5. C. of morality (e.g. truth, lie, goodness, evil, etc.).
6. C. of emotional sphere (e.g. happiness, joy, entertainment, grief, sorrow, etc.).
7. Concepts-artifacts (an object that is made by a person, especially sth of historical or cultural interest) (e.g. house, wheel, computer, etc.).
Occidental classification distinguishes types of concepts as follows:
1. Concept-scheme: when in the language meaning of a concept its form or structure is emphasized (e.g. computer, bow and arrow, etc.).
2. Concept-frame: when language conceptual information is presented like a shot, a picture (e.g. wedding, dinner, funeral, New Year, etc.).
3. Concept-scenario: what is happening is presented; the concept becomes a motive in personal activity (e.g. honesty, motherhood, etc.).
4. Concept-script: what will happen can be predicted; expectations (e.g. crime (punishment as a variant of response), disease (death as a variant of response), mistake (experience as a variant of response), etc.).
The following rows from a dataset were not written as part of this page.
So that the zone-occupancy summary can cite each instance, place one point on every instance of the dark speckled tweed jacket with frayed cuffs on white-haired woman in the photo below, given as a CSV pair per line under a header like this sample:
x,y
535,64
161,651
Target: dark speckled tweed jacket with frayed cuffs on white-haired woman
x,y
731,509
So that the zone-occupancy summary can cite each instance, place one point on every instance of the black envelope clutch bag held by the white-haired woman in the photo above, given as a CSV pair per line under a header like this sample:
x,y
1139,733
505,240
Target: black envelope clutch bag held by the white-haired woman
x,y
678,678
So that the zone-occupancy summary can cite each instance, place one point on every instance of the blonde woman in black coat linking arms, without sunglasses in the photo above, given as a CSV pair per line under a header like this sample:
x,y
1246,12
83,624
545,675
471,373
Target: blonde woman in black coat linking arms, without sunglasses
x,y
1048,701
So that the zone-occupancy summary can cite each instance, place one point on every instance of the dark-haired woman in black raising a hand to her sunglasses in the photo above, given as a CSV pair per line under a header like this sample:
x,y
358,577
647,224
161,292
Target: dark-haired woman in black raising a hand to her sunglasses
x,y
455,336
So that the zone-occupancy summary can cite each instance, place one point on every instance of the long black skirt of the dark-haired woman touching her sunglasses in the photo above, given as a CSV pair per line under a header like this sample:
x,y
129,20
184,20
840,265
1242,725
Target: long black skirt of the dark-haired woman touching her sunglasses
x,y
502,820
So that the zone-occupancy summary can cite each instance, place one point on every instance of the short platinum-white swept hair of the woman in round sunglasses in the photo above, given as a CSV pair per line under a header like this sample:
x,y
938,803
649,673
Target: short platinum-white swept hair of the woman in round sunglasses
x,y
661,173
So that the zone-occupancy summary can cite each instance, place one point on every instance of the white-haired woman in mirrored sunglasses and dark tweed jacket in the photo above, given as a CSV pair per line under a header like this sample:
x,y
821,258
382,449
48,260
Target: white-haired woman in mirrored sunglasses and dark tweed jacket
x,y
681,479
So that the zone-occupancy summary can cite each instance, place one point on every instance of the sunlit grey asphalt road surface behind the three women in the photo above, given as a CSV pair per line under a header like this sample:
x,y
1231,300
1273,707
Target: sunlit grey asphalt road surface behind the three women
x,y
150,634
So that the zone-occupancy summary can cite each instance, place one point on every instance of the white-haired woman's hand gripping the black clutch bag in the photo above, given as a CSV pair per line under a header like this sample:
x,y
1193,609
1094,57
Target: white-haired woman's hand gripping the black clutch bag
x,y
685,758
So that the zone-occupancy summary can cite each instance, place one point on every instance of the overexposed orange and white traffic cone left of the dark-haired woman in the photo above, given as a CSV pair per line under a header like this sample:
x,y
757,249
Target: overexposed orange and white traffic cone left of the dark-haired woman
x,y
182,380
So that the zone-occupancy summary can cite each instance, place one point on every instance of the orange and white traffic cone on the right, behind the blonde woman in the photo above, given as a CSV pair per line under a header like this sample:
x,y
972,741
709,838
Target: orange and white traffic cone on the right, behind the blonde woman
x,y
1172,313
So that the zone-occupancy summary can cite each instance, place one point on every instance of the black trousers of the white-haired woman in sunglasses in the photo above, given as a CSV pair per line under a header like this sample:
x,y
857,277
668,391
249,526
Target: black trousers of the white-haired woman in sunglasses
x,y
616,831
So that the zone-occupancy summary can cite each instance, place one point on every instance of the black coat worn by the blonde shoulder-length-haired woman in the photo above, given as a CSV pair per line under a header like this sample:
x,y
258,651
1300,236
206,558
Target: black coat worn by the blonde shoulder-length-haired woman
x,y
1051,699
Existence of different approaches does not mean though that a concept cannot be interpreted from the point of view of both principles, both classifications.
For example:
Wheel: as a concept-artifact on the ground of Home classification #1, and a concept-scheme from the point of view of Occidental classification.
Guilt: as a concept of emotional sphere (Home) and a concept-script (Occidental).
Theoretical Method of Metaphor in cognitive linguistic research: the authors; principle of interpreting Concept as a metaphor; comparing Metaphor and Concept.
Method (Approach) of Metaphor (Western approach of George Lakoff and Mark Johnson) treats Concept as a peculiar metaphor with a series of transferred meanings kept in it.
A method of Metaphor was the first scientific approach to comprehending concept introduced by the American scientists G. Lakoff and M. Johnson. Since then the method has been taken in consideration more or less by all the scientists in the field of cognitive research.